Not only to preserve wealth, but also to increase it, is an old wish of mankind. In the distant past, people still went about their work quite dumbly: hunting, collecting, farming, now and then a carved female figure with voluptuous curves – our ape-like ancestors couldn’t think of more.

But then they settled down and began to hoard crops, livestock and jewellery. Fear of raiders grew, warriors were trained, and high priests began to tell one about horses. In glorious antiquity, slaves and women worked, while masters dealt with administration, war and philosophy.

Later it was called “making your money work for you” because money doesn’t stink. And to this day, many people call their wives “my piece of gold” for good reason. The old knights did it at least as cleverly: They declared land, including cattle, crops and farmers their property, let the lower classes work and in return guaranteed protection “from bad guys” (in case of doubt from themselves). The “protection racketeering” method was born and is still admired around the world today. Many children want to be knights, nobody wants to be a farmer. Farmers stink and somehow always remain poor, while knights miraculously get rich.

Broker, trader, pawn catcher

As clever as the nobility acted, their time had come when the merchant class was preparing to amass even greater wealth. Instead of wasting days in skirmishes, poisonings, and courtly etiquette, slide rules were pushed until they glowed. A merchant’s core competency to this day: buying something cheaper and selling it more expensive than it’s worth. It’s about international product expertise and smart market analyses, but also about nice words, storytelling, customer needs, psychology! The greedy can better capitalize on nothing than on the greed of others. Which brings us to the investment banking profession.

Banking is the pinnacle of human evolution

How stupid merchants seem to us these days who sailed halfway around the world for a few bear pelts in order to then peddle them profitably elsewhere. Poor people just hadn’t heard of derivatives, put options, or credit default swaps.

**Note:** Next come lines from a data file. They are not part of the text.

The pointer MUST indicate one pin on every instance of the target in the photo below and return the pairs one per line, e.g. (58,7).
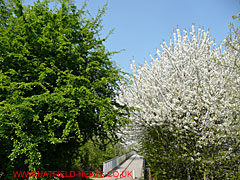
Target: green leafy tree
(57,86)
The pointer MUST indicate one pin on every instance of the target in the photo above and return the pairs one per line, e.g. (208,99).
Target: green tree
(57,86)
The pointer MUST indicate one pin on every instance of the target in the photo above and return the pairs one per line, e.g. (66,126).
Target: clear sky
(141,25)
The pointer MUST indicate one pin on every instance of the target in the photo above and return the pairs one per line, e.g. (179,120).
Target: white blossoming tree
(187,108)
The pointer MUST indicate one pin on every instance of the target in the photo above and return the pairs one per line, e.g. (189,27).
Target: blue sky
(141,25)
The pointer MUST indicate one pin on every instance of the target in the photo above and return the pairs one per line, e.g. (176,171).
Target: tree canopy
(57,85)
(186,107)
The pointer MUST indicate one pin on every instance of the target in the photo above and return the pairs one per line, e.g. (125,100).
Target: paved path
(132,167)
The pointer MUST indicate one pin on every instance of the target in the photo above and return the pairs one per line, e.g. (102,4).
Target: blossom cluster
(191,86)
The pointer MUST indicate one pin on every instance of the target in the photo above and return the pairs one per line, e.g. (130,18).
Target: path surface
(133,166)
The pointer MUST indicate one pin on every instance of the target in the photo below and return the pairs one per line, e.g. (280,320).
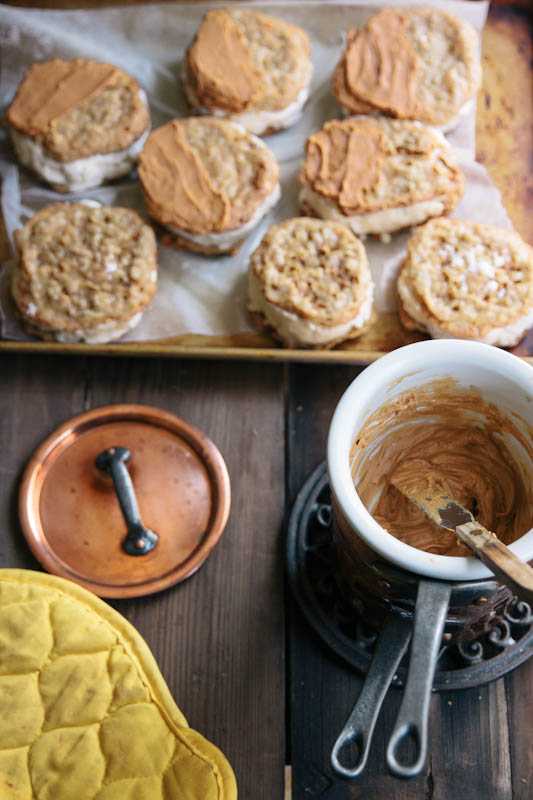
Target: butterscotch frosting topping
(457,440)
(381,66)
(344,161)
(220,61)
(204,175)
(365,165)
(241,60)
(411,63)
(78,108)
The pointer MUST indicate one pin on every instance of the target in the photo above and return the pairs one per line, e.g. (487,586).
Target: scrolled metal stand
(311,565)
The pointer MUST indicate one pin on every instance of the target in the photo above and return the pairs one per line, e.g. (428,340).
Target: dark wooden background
(243,665)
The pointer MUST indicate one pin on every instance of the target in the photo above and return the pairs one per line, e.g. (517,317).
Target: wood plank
(219,636)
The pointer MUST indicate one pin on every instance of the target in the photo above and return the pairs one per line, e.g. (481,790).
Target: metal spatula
(447,513)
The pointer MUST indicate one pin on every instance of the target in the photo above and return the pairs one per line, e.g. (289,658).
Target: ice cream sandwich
(77,124)
(378,175)
(467,281)
(310,283)
(248,67)
(410,63)
(85,273)
(207,183)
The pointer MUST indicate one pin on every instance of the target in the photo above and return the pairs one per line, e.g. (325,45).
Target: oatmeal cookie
(410,63)
(467,281)
(378,175)
(264,83)
(207,182)
(84,273)
(309,281)
(77,124)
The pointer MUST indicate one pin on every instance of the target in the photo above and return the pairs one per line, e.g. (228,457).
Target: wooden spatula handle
(516,574)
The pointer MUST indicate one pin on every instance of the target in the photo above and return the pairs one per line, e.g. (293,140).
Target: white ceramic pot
(500,377)
(436,590)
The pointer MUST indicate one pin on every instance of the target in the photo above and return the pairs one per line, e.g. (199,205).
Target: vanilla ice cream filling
(224,240)
(387,220)
(83,173)
(296,330)
(100,334)
(257,121)
(506,336)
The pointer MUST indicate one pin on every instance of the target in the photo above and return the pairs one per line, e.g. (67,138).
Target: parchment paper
(198,294)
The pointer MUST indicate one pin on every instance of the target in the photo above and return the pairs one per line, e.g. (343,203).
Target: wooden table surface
(246,669)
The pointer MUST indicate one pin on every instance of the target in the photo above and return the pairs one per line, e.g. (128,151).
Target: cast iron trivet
(312,572)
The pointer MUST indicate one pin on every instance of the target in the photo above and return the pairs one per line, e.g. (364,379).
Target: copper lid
(71,515)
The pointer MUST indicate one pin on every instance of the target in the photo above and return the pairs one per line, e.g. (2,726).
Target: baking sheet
(201,302)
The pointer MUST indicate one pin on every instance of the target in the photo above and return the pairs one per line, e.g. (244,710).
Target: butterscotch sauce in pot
(478,454)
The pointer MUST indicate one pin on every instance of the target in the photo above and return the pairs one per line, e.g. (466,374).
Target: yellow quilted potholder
(85,713)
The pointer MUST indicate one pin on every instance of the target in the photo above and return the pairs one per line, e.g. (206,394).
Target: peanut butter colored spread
(177,187)
(220,65)
(55,88)
(381,66)
(344,162)
(437,434)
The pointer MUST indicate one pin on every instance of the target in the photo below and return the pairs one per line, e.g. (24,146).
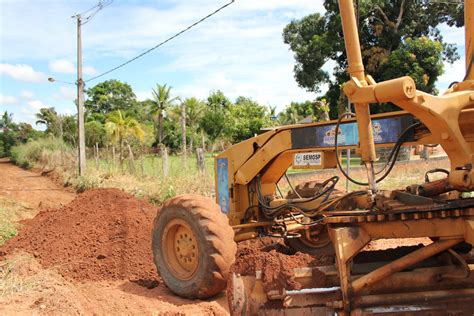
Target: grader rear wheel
(316,241)
(193,246)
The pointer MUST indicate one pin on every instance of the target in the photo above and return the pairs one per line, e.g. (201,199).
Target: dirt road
(32,289)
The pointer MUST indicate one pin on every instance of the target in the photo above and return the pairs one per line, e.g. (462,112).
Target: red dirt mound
(276,265)
(103,234)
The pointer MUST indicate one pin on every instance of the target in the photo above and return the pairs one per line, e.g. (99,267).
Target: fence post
(201,161)
(164,160)
(132,159)
(96,147)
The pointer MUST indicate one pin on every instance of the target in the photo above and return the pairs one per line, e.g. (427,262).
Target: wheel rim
(180,249)
(318,237)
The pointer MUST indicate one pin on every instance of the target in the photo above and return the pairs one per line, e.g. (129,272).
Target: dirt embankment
(276,263)
(103,234)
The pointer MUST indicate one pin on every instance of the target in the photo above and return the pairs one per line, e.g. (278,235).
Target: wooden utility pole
(183,132)
(80,103)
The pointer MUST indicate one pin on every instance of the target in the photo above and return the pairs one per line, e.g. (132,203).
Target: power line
(163,42)
(99,6)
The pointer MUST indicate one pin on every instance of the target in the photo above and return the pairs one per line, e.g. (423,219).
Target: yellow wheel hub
(180,249)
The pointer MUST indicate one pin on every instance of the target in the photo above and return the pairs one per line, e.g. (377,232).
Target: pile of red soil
(277,265)
(103,234)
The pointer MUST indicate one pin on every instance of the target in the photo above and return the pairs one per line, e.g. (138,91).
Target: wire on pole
(163,42)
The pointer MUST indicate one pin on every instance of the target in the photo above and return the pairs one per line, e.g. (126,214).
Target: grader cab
(194,238)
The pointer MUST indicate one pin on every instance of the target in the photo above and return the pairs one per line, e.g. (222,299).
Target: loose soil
(103,234)
(276,263)
(31,188)
(91,256)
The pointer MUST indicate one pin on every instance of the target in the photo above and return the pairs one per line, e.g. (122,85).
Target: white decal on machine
(307,159)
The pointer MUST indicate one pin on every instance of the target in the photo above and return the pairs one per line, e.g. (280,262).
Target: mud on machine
(194,237)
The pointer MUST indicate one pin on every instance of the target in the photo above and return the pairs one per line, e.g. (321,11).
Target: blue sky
(239,51)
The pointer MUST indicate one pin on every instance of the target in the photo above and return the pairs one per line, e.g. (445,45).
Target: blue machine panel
(385,131)
(223,184)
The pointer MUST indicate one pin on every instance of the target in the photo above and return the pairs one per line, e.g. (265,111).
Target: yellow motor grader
(194,238)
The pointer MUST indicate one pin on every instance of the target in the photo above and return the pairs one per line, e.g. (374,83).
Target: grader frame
(192,236)
(447,120)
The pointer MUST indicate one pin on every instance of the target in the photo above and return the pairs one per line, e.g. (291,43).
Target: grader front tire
(193,246)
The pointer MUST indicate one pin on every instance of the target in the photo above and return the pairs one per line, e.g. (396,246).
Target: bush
(49,152)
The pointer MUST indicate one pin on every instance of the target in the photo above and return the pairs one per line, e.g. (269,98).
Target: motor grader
(194,238)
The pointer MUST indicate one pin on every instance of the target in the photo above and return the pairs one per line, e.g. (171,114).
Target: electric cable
(162,43)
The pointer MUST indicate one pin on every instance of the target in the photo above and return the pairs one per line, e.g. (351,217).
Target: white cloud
(25,94)
(8,100)
(22,72)
(65,66)
(65,93)
(454,72)
(89,70)
(143,95)
(36,105)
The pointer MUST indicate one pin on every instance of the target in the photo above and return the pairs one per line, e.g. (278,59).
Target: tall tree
(194,113)
(385,27)
(297,111)
(249,117)
(162,100)
(216,116)
(109,96)
(120,127)
(49,118)
(6,121)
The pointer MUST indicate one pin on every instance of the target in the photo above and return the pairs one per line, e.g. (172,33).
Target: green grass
(48,152)
(10,213)
(152,165)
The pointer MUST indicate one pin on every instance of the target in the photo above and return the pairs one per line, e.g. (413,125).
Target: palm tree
(161,102)
(6,121)
(49,118)
(120,127)
(194,112)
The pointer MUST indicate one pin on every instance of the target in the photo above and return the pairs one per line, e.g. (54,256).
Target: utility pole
(183,133)
(80,103)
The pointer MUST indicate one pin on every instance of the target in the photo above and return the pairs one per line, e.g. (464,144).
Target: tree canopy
(109,96)
(397,38)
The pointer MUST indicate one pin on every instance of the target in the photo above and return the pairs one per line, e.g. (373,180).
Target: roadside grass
(10,213)
(13,279)
(145,177)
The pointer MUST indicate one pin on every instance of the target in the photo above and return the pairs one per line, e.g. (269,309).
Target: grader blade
(435,287)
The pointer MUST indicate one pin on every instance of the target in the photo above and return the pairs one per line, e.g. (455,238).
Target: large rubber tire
(306,190)
(193,246)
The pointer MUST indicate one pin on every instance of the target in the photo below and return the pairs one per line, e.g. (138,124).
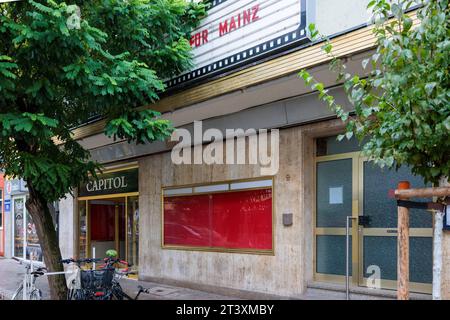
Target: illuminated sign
(239,32)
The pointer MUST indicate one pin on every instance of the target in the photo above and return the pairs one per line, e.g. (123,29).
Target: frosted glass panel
(382,209)
(330,255)
(334,193)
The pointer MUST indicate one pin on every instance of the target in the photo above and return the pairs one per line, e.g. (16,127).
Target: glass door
(378,237)
(107,226)
(26,241)
(336,189)
(19,227)
(348,185)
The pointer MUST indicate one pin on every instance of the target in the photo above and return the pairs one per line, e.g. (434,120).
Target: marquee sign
(238,32)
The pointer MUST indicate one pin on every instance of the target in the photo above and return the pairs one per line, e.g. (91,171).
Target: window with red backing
(228,216)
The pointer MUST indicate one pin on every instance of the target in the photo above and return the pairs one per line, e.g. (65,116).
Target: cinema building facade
(238,227)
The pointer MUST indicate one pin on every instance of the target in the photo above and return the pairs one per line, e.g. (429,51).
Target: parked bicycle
(102,283)
(29,283)
(27,290)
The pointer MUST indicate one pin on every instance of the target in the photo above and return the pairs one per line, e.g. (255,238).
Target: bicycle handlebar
(79,261)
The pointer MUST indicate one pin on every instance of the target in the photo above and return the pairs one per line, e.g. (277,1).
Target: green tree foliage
(61,64)
(401,107)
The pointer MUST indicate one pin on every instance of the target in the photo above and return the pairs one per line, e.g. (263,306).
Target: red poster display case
(236,220)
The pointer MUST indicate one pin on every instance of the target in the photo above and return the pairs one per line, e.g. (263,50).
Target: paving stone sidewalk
(11,274)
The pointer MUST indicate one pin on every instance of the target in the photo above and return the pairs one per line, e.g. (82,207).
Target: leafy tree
(62,64)
(401,106)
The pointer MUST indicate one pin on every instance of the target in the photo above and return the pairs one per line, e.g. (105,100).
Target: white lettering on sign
(107,184)
(236,31)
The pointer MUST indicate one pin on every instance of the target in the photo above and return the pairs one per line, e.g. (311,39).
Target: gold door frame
(357,277)
(125,197)
(385,232)
(118,168)
(354,156)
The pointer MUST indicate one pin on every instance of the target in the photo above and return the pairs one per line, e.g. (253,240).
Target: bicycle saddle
(39,271)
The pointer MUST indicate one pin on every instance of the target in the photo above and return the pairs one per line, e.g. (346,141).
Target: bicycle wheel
(18,293)
(36,294)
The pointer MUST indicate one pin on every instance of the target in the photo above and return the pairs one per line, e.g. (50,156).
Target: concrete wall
(286,273)
(281,274)
(446,266)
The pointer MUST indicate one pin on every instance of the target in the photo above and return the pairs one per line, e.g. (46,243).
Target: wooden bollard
(403,248)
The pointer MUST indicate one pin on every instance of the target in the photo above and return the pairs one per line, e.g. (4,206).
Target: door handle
(364,221)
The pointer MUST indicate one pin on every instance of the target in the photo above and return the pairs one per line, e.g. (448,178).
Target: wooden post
(403,248)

Book money, bank money, fictitious money! Algorithms that outperform the market. Billions can be conveniently moved back and forth on the computer, appearing and disappearing as if by magic. It is wonderfully easy to forget that somewhere people are toiling away or resources are running out in this artful world of the clearest mathematics. Because this isn’t about earthly hardship, material nonsense and flat traction. Dazzling monuments of human creativity are erected here. Cathedrals of beautiful promises, hopes and blooming imaginations.

You have to be a big bank

Let’s admit it, we’re jealous. Let’s finally allow the admiration of the financial sector within us that we laboriously hide behind contempt. Who wouldn’t want to be a big bank? Central banks would create money out of thin air on demand. Zack. Just like that, so you can lend it to your sleaziest friends. You can already note the amount lent as your own profit and is therefore wonderfully liquid. If the friends then gambled away too much money or the most complex pyramid schemes come to their costly end, the father state helps out, i.e. the dear people who pay taxes. Then there’s a bit of grumbling, but you don’t understand yourself what happened. And then the fun starts all over again. Splendid!

It’s about time the global financial system finally got the recognition it deserves! It should be declared a World Heritage Site because it is at the pinnacle of our civilization.